Nickel-Cadmium batteries can save much time and money when they are used to replace other non-chargeable dry batteries. They must however, be treated in a suitable manner or they could become useless within just a few weeks. I have had many people come to me with their Camcorder and handheld radio batteries totally ruined because they do not know how to take care of them. In this article I will show you how to treat NiCad batteries so that you can use them for many hundreds of charge cycles. I will also show you some techniques to revive dead NiCad batteries. I will first present a little information about dry-batteries. I will only discuss the type AA battery size when giving figures so that you can make a meaningful comparison between the different types.
All normal batteries have an electrolyte between plates and this stuff is quite dangerous. A battery cell with a broken case must be thrown away for the sake of safety. On Deptember the 20th 1990, the US Environment Protection Agency introduced a regulation that classified spent batteries as "Hazardous Waste" under the "Resource Conservation and Recovery Act". This means that you can get into serious shit if you just dump them. Here in Sweden most battery retailers and supermarkets have containers for disposing of spent batteries. Many other counteries have similar systems, please use them!
Having got that over with, let us proceed with something we can do.

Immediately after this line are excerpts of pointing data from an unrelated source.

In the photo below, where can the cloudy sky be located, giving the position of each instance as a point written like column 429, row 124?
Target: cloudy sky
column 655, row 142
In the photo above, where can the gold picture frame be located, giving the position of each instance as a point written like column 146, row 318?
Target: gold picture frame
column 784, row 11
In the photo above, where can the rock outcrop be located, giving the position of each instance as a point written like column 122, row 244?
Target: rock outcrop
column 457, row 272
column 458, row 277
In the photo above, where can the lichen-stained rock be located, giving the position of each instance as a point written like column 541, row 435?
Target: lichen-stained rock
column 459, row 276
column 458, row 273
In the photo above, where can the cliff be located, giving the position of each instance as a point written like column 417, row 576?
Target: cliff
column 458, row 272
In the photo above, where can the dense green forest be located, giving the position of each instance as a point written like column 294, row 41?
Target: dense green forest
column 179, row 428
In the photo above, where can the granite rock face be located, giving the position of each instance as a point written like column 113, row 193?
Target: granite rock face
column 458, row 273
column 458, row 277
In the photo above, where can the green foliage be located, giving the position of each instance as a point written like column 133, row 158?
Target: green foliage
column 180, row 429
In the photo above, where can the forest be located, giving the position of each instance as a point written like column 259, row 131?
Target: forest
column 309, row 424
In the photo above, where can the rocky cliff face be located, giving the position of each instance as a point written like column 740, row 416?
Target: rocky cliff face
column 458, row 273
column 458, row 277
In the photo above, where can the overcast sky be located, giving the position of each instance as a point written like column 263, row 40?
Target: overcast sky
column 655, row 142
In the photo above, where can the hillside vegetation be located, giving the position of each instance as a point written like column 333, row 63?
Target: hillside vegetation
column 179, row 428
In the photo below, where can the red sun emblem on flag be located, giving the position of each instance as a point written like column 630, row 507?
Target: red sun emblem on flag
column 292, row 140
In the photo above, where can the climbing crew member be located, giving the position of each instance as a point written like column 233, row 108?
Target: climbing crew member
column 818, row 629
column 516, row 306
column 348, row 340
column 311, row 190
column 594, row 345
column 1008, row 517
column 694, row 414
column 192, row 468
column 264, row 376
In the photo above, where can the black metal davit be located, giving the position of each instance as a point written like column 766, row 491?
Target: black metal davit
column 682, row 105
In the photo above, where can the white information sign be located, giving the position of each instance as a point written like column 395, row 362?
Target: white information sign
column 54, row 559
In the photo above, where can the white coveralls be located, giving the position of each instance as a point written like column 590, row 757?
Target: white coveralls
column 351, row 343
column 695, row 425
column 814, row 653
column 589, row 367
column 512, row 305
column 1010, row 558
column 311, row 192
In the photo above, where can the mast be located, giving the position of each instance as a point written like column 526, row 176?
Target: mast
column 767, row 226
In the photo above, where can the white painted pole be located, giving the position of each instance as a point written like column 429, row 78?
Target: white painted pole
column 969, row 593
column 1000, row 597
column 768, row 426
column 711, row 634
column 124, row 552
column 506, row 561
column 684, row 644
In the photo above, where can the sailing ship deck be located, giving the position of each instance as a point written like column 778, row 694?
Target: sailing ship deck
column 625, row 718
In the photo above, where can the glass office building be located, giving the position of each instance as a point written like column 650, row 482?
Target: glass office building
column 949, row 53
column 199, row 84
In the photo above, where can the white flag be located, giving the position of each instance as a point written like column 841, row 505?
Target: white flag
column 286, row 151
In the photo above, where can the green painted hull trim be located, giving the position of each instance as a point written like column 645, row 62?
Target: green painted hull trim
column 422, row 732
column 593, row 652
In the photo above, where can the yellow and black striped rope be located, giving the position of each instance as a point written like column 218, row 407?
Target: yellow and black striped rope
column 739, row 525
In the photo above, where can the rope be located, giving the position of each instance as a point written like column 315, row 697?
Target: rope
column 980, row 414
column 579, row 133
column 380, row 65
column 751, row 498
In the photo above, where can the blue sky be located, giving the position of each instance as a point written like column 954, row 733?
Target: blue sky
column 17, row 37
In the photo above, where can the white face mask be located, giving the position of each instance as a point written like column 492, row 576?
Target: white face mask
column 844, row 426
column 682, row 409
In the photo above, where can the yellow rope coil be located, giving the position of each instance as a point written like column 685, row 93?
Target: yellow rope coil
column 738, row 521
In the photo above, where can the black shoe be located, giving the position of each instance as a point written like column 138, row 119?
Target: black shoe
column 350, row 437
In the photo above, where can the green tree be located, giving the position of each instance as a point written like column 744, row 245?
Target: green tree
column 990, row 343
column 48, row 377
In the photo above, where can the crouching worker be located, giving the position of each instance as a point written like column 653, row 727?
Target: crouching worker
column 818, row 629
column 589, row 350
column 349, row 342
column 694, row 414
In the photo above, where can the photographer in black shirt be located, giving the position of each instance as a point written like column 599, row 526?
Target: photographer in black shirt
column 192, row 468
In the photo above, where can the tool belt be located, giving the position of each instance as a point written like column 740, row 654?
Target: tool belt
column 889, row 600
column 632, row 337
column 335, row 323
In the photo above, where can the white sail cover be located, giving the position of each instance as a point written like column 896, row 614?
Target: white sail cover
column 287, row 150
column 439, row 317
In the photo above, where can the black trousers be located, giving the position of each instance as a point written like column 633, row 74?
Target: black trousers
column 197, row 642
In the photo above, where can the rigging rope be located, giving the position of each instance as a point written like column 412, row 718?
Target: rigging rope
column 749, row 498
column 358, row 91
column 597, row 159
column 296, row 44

Different batteries have different discharge properties and this can an impact upon the type you choose for your equipment. In general, it is the terminal voltage, capacity and operating temperature range that will affect your choice.
The old Zinc-Carbon batteries have a nominal 1.5 volt from each cell but this dwindles rapidly as the cell is used. Many devices may suffer a loss of performance due to this effect. Should your equipment be designed for 12-volt (13.8-volt) operation then only nine cells are needed. Many commercial pieces of equipment (eg. Trio 2200 transciever) have battery receptacles for ten cells. One of the cell positions must be fitted with a dummy cell to allow operation from nine cells. Typical capacity = 500mA/Hour.
Alkaline cells also deliver a nominal 1.5-volt per cell but the output is more constant during the cells life. There will be still be a gradual reduction in performance but two or three times the capacity of the Zinc-Carbon batteries. Again, should your equipment be designed for 12-volt (13.8-volt) operation then only nine cells are needed and one of the cell positions must again be fitted with a dummy cell to allow only nine cells to be fitted. Typical capacity = 1200mA/Hour.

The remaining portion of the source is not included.